Si parla di Umanesimo, appunto, e dunque di Leon Battista Alberti e Pico della Mirandola, di Machiavelli e Guicciardini, di Campanella e Giordano Bruno, di papa Giulio II e Lorenzo il Magnifico.
Dal XV secolo a oggi
«Esiste un filo rosso che collega il Rinascimento ai nostri giorni, popolati da metropoli complesse e confuse in cui coesistono enormi insediamenti spesso privi dell’essenziale per vivere?», si domandano Pasquale Mistretta e Luisa Gulli, autori del saggio “Cercando l’Umanesimo tra gli intellettuali e i popoli del mondo” (Arkadia, 308 pagine, euro 20), una lucida e raffinata ricognizione per quadri tematici «delle tracce di Umanesimo più significative attraverso la storia e quelle propriamente riconducibili al ruolo dei grandi personaggi, secondo una scansione temporale».
Mistretta, classe 1932, urbanista, Rettore dell’Università di Cagliari dal 1991 al 2009, e Gulli, trentasette anni, ingegnere edile e architetto, puntualizzano: «L’itinerario proposto nel volume si sviluppa su due binari, quello dell’Umanesimo classico appartenente all’intellettualità, e l’Umanesimo dei popoli caratterizzato dalla concretezza del vivere che ogni persona contribuisce a rendere universale».
La lezione di Bernini
Parlando di città, Mistretta e Gulli ravvisano l’eredità di Leonardo, Bernini, dei costruttori delle cattedrali medievali nei lavori di Frank Lloyd Wright, Renzo Piano e Pedro Ramìrez Vàzquez, senza mancare di cogliere i segni di un «Nuovo Umanesimo nelle trasformazioni tecnologiche delle città smart che consentono di comunicare a distanza in rete».
Attenzione però al rischio rappresentato da centri abitativi «alienati per mancanza delle sollecitazioni emotive che solo il contatto umano e la diversità dei contesti ambientali e culturali possono provocare».
A proposito di cultura, gli autori citano, tra gli altri, Pasolini, Gramsci, Orwell, Sartre («intellettuali del Novecento impegnati a trattare temi di portata politica e sociale»), denunciando nel contempo il dilagare di quella cultura «di massa» che «utilizza gli strumenti di diffusione delle notizie di spettacolo senza possibilità di interagire col senso critico, quando le finalità – a volte occulte – non hanno attinenza col concetto di Umanesimo».
Culto della bellezza
Poi la musica – «anche quella leggera e il pop sono veicoli di messaggi riconducibili al Nuovo Umanesimo: amicizia, amore, pace, rispetto della natura» -, il cinema («occhio a quei titoli che, per fare incassi, inducono gli spettatori più giovani a “fare il tifo” per mafiosi, killer, psicopatici e simili»), il culto della bellezza, chiamata in causa da papa Francesco: «Le tre categorie fondamentali dell’essere che i filosofi chiamano trascendentali sono la verità, la bellezza e la bontà.
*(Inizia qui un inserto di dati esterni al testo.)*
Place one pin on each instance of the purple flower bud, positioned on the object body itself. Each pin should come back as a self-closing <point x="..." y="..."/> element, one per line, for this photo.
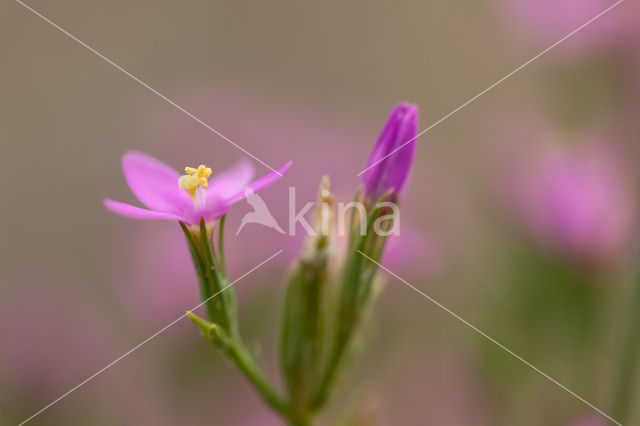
<point x="390" y="161"/>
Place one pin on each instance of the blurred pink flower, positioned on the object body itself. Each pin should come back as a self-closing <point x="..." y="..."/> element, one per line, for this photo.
<point x="548" y="21"/>
<point x="157" y="186"/>
<point x="590" y="421"/>
<point x="578" y="200"/>
<point x="51" y="338"/>
<point x="392" y="156"/>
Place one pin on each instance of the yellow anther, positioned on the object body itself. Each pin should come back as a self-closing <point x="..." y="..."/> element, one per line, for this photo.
<point x="194" y="179"/>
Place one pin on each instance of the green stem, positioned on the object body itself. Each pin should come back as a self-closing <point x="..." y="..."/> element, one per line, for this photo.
<point x="246" y="363"/>
<point x="628" y="361"/>
<point x="206" y="292"/>
<point x="223" y="264"/>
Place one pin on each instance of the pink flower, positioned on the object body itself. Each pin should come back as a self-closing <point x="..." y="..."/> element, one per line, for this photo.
<point x="188" y="198"/>
<point x="575" y="199"/>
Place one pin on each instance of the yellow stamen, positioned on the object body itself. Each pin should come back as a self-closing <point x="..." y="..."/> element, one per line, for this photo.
<point x="195" y="179"/>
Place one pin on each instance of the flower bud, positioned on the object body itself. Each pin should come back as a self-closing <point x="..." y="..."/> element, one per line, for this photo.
<point x="390" y="161"/>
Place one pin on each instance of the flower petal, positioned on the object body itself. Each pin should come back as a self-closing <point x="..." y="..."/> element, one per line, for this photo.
<point x="134" y="212"/>
<point x="229" y="182"/>
<point x="258" y="185"/>
<point x="154" y="183"/>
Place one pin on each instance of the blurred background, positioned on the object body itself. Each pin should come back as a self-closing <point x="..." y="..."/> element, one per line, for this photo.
<point x="521" y="213"/>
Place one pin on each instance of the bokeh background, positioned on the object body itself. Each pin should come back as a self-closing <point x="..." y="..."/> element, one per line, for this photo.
<point x="521" y="214"/>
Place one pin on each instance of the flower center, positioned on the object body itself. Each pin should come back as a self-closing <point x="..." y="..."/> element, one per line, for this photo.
<point x="195" y="181"/>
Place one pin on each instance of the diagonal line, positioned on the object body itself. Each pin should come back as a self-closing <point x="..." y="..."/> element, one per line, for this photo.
<point x="494" y="85"/>
<point x="494" y="341"/>
<point x="145" y="341"/>
<point x="146" y="86"/>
Nel cittadino deve svilupparsi la dinamica improntata a questo trinomio».
In conclusione, i due studiosi osservano: «Con la letteratura, l’arte, la filosofia si creano i presupposti che danno contenuti di qualità alla struttura dell’humanitas e si attivano i processi di un diverso Umanesimo forgiato per garantire le condizioni in cui l’uomo, nella pienezza della sua esistenza, divenga partecipe dei beni comuni, equilibrando la difesa di fattori identitari con gli influssi della globalizzazione».